Tage der Trauer und der Emotionen
Doch wie würde die Mannschaft reagieren, nach Tagen der Trauer und der Emotionen und nach einem Spiel-Vorlauf, der mit einem Trauermarsch von 7000 Fans, christlicher Andachtsfeier und besinnlicher Musik so gar nicht zu den eigentlichen Fußball-Ritualen passte. Trauer kann lähmen, das war auch Dardai klar. „Das kann man nicht in Worte fassen, wie schwer das war. Jeder hat seine eigene Familie, sein eigenes Schicksal. Trauer ist etwas Persönliches“, sagte der Ungar.
Seine Mannschaft reagierte vor 42 209 Zuschauern stabil, kontrollierte das Spiel. Scherhant bot sich eine frühe Schusschance (8.). Ins Risiko ging aber keines der Teams. Die Fortuna hielt sich so anständig zurück, wie auch die eigenen Fans zumindest im Vorlauf des Spiels den würdigen Rahmen des Bernstein-Gedenkens schweigend mitgetragen hatten. Dieses Spiel sah lange Zeit überhaupt nicht nach Kampf um einen Aufstiegsplatz aus.
So lief das Spiel
Scherhant, der gebürtige Berliner war es, der am meisten rannte. Als ein Konter von ihm schon zu verpuffen drohte, kam der Ball zu Tabakovic, der selbigen mit Tempo 105 Kilometer pro Stunde ins Tor drosch.

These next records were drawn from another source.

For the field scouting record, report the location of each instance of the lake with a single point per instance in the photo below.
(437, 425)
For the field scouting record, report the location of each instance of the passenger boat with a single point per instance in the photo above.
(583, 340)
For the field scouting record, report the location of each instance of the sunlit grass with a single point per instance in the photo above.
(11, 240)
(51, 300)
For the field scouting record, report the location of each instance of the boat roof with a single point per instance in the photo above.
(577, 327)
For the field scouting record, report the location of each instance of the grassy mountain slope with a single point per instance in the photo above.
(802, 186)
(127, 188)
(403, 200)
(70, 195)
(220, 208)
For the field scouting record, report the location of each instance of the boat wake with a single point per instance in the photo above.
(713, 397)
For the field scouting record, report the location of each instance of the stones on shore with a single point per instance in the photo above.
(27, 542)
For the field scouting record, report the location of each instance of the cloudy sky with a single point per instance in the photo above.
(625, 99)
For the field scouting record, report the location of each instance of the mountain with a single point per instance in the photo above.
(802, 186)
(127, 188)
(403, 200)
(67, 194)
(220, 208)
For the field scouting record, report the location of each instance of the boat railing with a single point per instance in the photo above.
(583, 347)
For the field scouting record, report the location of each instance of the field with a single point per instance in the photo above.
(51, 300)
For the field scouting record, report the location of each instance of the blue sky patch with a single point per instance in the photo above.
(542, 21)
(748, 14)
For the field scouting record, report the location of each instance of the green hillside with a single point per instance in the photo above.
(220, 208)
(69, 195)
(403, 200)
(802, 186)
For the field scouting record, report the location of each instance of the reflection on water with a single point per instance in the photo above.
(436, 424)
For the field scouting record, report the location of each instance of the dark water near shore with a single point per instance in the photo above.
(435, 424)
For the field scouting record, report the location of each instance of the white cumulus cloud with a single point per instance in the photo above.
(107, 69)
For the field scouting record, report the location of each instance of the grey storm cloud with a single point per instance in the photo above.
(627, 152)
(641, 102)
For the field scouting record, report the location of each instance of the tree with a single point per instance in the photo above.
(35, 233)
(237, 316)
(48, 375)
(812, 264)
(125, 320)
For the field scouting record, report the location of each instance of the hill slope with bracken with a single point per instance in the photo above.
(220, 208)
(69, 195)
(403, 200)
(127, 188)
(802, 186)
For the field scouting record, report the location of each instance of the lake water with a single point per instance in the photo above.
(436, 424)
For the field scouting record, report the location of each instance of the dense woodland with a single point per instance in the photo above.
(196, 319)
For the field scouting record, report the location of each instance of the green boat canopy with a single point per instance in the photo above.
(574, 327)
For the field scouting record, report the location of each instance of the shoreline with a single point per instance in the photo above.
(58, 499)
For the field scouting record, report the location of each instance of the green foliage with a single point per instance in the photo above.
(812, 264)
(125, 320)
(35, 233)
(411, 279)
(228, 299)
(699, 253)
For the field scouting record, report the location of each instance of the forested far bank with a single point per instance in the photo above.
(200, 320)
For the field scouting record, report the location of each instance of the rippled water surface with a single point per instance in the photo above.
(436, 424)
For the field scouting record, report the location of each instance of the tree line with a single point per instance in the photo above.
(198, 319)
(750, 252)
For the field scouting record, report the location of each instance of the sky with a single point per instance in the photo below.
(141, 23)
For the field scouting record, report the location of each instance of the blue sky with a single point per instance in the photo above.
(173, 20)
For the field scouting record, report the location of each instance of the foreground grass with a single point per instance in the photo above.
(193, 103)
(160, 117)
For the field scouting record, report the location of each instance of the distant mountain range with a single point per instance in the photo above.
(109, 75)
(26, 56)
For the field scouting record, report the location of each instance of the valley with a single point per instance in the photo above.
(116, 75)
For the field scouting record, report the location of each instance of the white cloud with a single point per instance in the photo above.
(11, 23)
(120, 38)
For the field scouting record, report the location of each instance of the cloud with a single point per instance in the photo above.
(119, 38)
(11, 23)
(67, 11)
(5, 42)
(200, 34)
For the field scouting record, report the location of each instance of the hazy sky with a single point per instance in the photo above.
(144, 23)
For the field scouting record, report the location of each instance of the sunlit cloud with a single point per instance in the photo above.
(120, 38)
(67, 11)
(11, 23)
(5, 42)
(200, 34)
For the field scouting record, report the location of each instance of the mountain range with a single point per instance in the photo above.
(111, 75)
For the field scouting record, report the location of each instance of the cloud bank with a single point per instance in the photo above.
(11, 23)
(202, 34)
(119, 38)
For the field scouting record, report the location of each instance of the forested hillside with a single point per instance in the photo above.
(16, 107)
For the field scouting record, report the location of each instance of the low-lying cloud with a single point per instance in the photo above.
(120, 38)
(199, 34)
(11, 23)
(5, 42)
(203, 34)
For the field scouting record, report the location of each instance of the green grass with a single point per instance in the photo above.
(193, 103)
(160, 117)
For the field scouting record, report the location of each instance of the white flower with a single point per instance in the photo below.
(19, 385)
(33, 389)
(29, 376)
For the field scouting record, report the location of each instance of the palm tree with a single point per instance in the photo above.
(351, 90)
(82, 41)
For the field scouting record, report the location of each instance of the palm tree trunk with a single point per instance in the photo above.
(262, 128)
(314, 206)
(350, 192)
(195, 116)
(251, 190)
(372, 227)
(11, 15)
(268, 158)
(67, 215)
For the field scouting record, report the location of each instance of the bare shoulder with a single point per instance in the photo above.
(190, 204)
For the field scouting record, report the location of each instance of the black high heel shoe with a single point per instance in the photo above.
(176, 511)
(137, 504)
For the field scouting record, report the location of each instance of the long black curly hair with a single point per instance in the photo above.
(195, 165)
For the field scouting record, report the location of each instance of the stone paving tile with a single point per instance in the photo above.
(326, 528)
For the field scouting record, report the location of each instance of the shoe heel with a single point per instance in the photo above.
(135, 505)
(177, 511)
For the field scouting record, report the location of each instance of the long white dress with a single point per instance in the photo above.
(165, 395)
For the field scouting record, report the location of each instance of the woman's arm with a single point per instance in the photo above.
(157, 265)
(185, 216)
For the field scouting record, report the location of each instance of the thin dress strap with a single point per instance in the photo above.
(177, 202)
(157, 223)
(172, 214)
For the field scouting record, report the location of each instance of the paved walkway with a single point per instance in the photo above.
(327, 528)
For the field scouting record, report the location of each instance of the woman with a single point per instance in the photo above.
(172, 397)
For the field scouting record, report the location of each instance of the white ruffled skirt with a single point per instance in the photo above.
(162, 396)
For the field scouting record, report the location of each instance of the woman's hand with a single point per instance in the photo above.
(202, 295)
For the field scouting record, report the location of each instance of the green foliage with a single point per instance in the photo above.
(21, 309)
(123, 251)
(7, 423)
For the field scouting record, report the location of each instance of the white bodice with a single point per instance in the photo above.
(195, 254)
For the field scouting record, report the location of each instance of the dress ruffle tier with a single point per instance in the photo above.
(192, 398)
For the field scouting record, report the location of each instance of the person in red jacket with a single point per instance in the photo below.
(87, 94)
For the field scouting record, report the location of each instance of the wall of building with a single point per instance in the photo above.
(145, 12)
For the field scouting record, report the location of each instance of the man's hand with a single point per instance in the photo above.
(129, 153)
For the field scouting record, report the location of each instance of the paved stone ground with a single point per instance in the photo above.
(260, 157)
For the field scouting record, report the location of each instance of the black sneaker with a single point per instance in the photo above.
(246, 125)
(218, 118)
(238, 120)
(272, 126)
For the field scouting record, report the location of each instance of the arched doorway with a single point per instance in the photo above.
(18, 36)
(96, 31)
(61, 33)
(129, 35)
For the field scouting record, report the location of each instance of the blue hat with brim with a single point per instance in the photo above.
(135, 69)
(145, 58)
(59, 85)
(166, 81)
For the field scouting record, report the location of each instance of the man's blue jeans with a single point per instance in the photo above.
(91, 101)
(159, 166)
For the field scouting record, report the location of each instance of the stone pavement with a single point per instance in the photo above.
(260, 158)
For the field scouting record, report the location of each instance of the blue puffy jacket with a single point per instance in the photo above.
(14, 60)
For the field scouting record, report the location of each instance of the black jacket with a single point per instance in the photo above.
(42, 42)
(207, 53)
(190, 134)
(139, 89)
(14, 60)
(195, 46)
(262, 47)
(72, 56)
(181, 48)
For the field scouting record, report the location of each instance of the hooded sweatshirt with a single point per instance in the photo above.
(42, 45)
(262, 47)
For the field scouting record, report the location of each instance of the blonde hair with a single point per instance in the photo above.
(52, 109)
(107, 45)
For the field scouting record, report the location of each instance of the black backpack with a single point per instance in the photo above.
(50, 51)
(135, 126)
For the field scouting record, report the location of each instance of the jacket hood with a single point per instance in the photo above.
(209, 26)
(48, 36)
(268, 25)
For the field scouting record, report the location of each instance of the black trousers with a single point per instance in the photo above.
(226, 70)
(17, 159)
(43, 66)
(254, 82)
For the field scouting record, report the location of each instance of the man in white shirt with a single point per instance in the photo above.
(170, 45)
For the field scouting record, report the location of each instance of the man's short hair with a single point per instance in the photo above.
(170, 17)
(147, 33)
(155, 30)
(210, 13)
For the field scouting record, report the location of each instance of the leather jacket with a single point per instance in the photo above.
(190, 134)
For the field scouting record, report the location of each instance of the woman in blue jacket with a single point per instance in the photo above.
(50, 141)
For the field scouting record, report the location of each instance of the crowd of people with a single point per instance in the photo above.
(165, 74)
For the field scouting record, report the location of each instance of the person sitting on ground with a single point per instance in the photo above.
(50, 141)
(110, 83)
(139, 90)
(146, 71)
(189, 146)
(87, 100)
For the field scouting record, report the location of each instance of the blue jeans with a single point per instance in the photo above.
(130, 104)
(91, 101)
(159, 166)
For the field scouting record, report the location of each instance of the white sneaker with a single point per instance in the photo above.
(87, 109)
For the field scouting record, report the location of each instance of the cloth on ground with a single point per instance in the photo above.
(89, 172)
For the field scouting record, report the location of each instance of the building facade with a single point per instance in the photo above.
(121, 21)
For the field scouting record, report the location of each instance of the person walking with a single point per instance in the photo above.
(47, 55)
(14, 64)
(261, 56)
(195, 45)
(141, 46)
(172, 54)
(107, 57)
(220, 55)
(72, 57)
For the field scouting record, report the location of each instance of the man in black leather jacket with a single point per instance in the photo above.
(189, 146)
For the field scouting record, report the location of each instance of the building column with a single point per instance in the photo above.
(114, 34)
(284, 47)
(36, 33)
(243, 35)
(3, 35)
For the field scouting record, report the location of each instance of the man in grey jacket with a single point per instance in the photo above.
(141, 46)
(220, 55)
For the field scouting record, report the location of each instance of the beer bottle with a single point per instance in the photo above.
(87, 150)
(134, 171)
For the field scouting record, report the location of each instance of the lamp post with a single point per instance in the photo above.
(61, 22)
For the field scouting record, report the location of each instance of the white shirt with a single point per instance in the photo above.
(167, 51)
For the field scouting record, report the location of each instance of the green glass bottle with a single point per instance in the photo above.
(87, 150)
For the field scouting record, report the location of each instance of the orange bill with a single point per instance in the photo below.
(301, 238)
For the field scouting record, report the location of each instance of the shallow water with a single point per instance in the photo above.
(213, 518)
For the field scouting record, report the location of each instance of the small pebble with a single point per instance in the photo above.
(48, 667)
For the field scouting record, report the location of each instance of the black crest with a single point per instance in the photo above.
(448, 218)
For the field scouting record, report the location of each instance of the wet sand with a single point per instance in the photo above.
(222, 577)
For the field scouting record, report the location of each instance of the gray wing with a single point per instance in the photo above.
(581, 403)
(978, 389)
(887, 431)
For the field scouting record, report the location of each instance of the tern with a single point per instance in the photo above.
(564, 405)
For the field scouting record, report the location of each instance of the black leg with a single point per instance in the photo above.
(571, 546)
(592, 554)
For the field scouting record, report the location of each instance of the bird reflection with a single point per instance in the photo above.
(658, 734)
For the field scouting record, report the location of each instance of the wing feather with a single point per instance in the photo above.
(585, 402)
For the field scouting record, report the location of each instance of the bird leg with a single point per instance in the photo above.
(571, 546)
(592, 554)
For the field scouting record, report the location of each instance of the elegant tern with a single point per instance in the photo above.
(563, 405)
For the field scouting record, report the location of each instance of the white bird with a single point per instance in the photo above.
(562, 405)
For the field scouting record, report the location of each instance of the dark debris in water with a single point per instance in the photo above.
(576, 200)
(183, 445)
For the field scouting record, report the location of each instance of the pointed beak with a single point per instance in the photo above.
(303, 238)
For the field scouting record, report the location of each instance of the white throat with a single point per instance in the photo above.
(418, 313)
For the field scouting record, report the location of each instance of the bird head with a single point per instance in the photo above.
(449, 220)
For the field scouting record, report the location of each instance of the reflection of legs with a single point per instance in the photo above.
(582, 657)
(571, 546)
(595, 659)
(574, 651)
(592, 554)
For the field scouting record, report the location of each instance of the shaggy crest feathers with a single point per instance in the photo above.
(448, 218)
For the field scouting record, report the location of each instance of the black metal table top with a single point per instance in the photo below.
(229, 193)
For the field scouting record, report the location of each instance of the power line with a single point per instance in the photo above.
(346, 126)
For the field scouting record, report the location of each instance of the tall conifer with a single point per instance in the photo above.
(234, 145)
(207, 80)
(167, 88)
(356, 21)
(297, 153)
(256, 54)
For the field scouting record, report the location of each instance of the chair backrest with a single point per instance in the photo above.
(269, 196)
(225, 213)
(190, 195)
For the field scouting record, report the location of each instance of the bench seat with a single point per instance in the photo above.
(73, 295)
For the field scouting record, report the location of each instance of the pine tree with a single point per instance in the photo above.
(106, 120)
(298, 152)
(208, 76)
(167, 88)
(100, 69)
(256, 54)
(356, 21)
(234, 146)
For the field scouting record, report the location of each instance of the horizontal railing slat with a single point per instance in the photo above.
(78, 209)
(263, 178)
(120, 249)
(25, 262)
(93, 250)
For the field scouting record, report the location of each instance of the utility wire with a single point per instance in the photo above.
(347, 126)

Der Jubel war eine Befreiung. Kurz nachdem der Mittelstürmer den Pfosten getroffen hatte (42.), kam die Fortuna mit ihrer ersten Chance zum Ausgleich durch den Fernschuss von Bergmann Johannesson. Doch Scherhant wollte das nicht so stehen lassen. Sein wuchtiger Schuss zur erneuten Führung aus ähnlicher Position wie Tabakovic war noch einen Kilometer pro Stunde schneller.
Düsseldorf legte seine vornehme Zurückhaltung ab. Kam durch Tzolis Strafstoß-Tor zum Ausgleich. Und hätte nach dem zweiten Elfmeter-Foul von Marc Oliver Kempf fast mit kurioser Dublette in Führung gehen können. Jetzt waren die Gäste das klar bessere Team. Die Hertha-Ultras, denen Bernstein in seinem bewegten Fußball-Leben als Vorsänger einst Takt und Stimme gab, schwiegen das ganze Spiel. Auf Bernsteins Präsidenten-Platz auf der Haupttribüne waren seine typische blau-weiße Club-Jacke, sein Megafon und weiße Rosen gelegt.